Besides one to two songs too many—seriously, “Resident Alien,” but your composer to work—the show’s entirely back on track after last episode. There are some considerable plot developments, but everything’s through a character development lens. The show does continue to adjust plot trajectories, however, as sheriff’s deputy Elizabeth Bowen takes it on herself to figure out what’s going on with the (now dead) hit men come to town.
Her boss, Corey Reynolds, and the neighboring town’s detective, Nicola Correia-Damude, are also on the case, but they’re a little too busy making eyes at each other. Early in the episode, Bowen puts her foot down about her work not being recognized, which changes the dynamic from how last episode left things. It also helps making Correia-Damude and Reynolds’s flirting likable. Reynolds is occasionally played entirely for a boob, and while he’s great at it, it doesn’t seem to endear him to Correia-Damude. This episode works at making him endearing to her and vice versa.

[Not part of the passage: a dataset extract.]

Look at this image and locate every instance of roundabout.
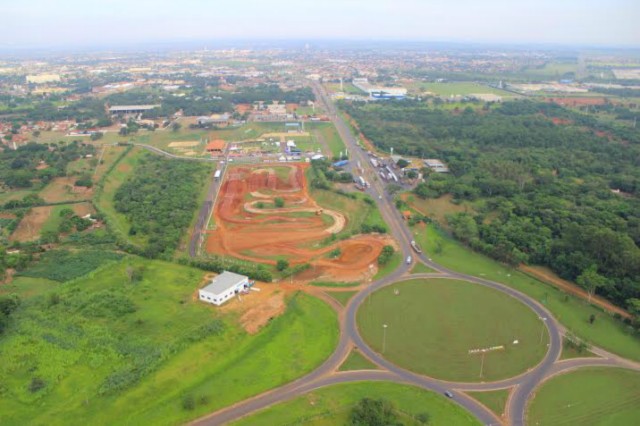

So it’s up to Bowen to actually get to the bottom of things, bringing in Sara Tomko to help. Tomko’s got extra time on her hands because she’s not hanging out with Alan Tudyk since discovering he tried to mind wipe her memory of killing a bad guy to save Tudyk. Tomko’s got a fantastic arc this episode, involving an old friend who knows nothing about her secrets, Bowen, an old friend who knows some of the secrets but not the alien one, Alice Wetterlund, and the dad who knows it all, Gary Farmer. It’s lovely, with some great work from Tomko and Farmer.
Wetterlund then also gets her own character development arc. As she makes life changes for her (offscreen) boyfriend, it turns out she might not have gotten the skiing bug entirely out of her system.
Meanwhile, Tudyk’s got a combination comedy and character development arc with kid Judah Prehn. Prehn and best friend Gracelyn Awad Rinke have a big secret: Rinke’s fostering the alien baby, now in human form, played by Kesler Talbot. Tudyk’s looking for the baby and enlists Prehn’s aid. It’s a funny arc, which also ties into Prehn’s parents, Levi Fiedler and Meredith Garretson, and their arc.
Not a lot for Rinke to do this episode, but fantastic when she gets material. Also outstanding are Diana Bang and Jenna Lamia, who both get a spotlight scene.
The script’s credited to Zach Cannon, his first writing credit on the show. It’s a really good script. Nice direction from Warren P. Sonoda. Some great Tudyk scenes, too, obviously. The episode’s exceptionally well-balanced.
Just got two or three too many bland country pop songs in it.